La petite avait fugué, et ?! Qu'est-ce que cela impliquait pour son épouse ?!
Il sentit la main de son Aimée prendre la sienne, la serrer doucement.
Nic commençait à s'inquiéter ... regardant Aigue et Sindbad à tour de rôles.
Et son Adorée se décida enfin à prendre la parole ...

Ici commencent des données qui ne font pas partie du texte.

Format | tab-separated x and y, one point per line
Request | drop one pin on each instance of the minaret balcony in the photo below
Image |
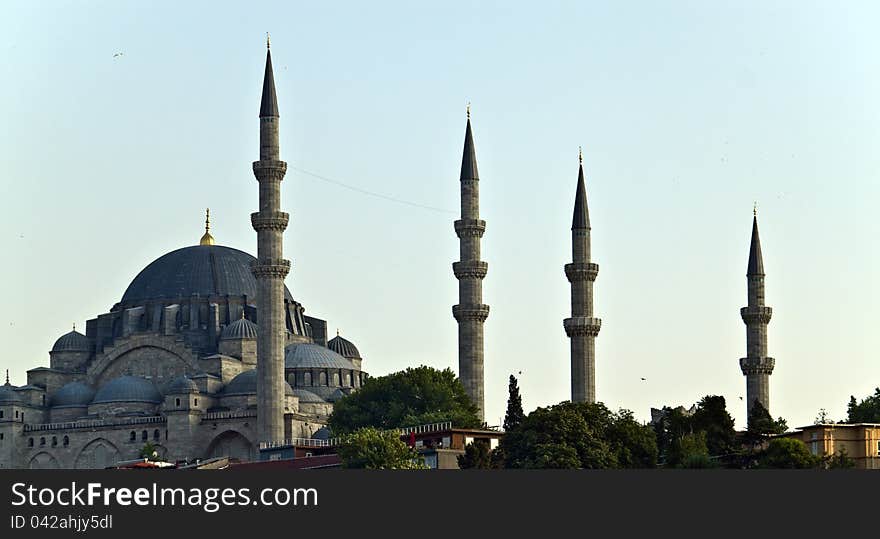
270	267
757	365
478	312
581	271
470	269
470	228
270	221
758	314
579	326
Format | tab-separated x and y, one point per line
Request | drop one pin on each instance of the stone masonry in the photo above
756	366
582	328
470	312
270	269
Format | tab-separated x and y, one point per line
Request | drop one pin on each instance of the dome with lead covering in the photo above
240	329
203	270
182	384
8	395
246	384
306	397
343	347
128	389
72	342
74	394
314	356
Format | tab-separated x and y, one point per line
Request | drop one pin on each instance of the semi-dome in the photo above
206	270
72	342
246	384
240	329
128	389
8	395
74	394
305	396
314	356
343	347
181	384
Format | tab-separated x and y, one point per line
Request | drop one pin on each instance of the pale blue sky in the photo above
687	113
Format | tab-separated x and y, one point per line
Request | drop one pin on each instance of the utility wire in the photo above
371	193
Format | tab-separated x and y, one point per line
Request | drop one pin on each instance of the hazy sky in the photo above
687	113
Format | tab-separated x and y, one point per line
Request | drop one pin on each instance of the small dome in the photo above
329	394
74	394
321	434
181	384
246	384
306	396
8	395
314	356
343	347
240	329
128	389
72	342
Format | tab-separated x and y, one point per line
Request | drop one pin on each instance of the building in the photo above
861	441
205	355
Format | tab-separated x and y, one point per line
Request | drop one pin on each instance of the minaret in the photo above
582	328
270	268
470	312
756	366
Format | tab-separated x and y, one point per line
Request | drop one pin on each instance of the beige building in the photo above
860	440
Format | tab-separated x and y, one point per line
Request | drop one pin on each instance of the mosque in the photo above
208	354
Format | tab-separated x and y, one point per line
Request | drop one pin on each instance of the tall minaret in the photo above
582	328
756	366
470	271
270	269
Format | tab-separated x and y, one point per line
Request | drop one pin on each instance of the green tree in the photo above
412	397
711	417
787	453
839	461
476	455
149	452
579	435
514	415
762	425
375	449
865	411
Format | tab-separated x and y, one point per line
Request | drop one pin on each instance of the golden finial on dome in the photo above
207	239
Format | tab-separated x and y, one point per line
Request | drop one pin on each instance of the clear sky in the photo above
688	111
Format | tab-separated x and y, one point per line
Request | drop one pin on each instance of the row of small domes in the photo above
239	329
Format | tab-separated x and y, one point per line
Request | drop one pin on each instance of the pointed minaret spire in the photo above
756	366
582	328
471	312
270	269
269	102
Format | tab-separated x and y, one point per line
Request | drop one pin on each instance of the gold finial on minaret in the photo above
207	239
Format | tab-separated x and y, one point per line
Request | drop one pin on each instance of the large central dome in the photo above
206	270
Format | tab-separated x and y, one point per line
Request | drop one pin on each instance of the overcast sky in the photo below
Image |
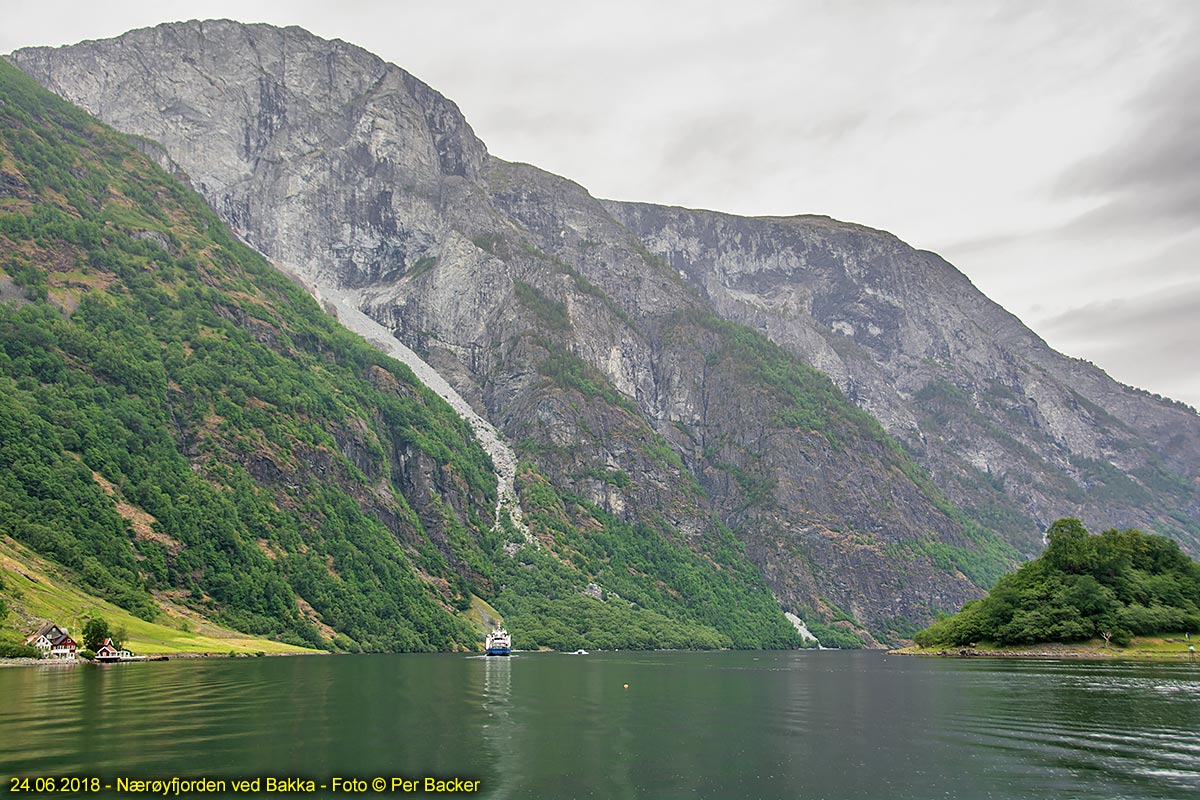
1050	150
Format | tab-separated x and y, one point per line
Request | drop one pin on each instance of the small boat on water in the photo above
498	643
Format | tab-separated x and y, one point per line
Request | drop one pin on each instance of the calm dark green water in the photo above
690	725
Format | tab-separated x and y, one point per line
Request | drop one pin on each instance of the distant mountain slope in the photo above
180	425
1013	431
628	350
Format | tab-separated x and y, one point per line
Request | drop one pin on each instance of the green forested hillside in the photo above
1113	585
179	420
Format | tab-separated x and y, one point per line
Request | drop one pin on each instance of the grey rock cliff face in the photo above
613	343
1003	421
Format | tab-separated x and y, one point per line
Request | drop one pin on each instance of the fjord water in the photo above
691	725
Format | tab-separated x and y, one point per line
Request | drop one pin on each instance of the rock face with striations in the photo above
653	360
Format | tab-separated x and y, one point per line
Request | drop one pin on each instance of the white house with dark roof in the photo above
53	642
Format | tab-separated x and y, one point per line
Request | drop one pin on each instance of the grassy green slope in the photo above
36	590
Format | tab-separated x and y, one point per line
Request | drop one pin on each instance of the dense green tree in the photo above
95	631
1114	585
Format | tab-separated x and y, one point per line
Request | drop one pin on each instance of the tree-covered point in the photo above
1113	585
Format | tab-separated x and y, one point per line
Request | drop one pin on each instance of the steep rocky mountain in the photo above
655	365
183	431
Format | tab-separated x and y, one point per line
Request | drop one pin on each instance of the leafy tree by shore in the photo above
1111	585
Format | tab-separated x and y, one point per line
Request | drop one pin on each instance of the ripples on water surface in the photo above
691	725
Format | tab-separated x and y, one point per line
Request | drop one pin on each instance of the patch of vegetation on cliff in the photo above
1113	585
654	590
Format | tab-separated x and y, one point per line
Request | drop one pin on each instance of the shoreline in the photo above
150	657
1053	653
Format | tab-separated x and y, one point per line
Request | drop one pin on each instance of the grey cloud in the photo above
1153	174
1152	340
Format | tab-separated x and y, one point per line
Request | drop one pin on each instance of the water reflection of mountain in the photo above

Sindbad, ma demande va vous paraître...folle, sûrement.
Vous vous souvenez, quand j'ai découvert que je parlais Italien pendant la prise de Bourbon par Gmat ?!
Depuis ce jour, un doûte m'assaille. Ma famille en Bourgogne était'elle ma vraie famille ?!

Mon père est décédé il y a quelques années. Et le seul qui aurait pu me renseigner, à savoir mon frère Romuald, est décédé l'été dernier.
Aussi, je vous mets au défi : confiez moi une mission, n'importe laquelle !
Et je vous promets que vous et moi auront réponse sur ce qu'il est advenu d'Azurra.


Le coeur de Nic rata un battement.
Oui, il se rappelait de ce jour où elle avait parlé italien.
Etrangement, il avait paniqué, se demandant comment son épouse avait appris ça.
Et puis, la peur l'avait quitté. Il l'aimait, par dessus tout, peu importe quel était son passé.
Et là, d'un coup, ils allaient peut-être savoir !
Il serra plus fort la main de son épouse, pour l'assurer de son soutien, de sa présence.
Tout ce qu'il craignait aujourd'hui, c'était que son épouse risque quelque chose à cause de son passé.


L'idée me paraît bonne, sur le fond. Mais pour que l'expérience soit concluante, il vous faudrait réussir des choses pour lesquelles Azzura elle même était douée. Tout de suite, j'avoue ne pas avoir de mission en tête. Encore qu'entrer et sortir d'Anjou, que la rumeur donne comme une province en plein trouble actuellement, sans vous heurter aux forces armées locales pourrait être un défi qu'Azzura aurait relevé.
Mais pas question de risquer votre vie...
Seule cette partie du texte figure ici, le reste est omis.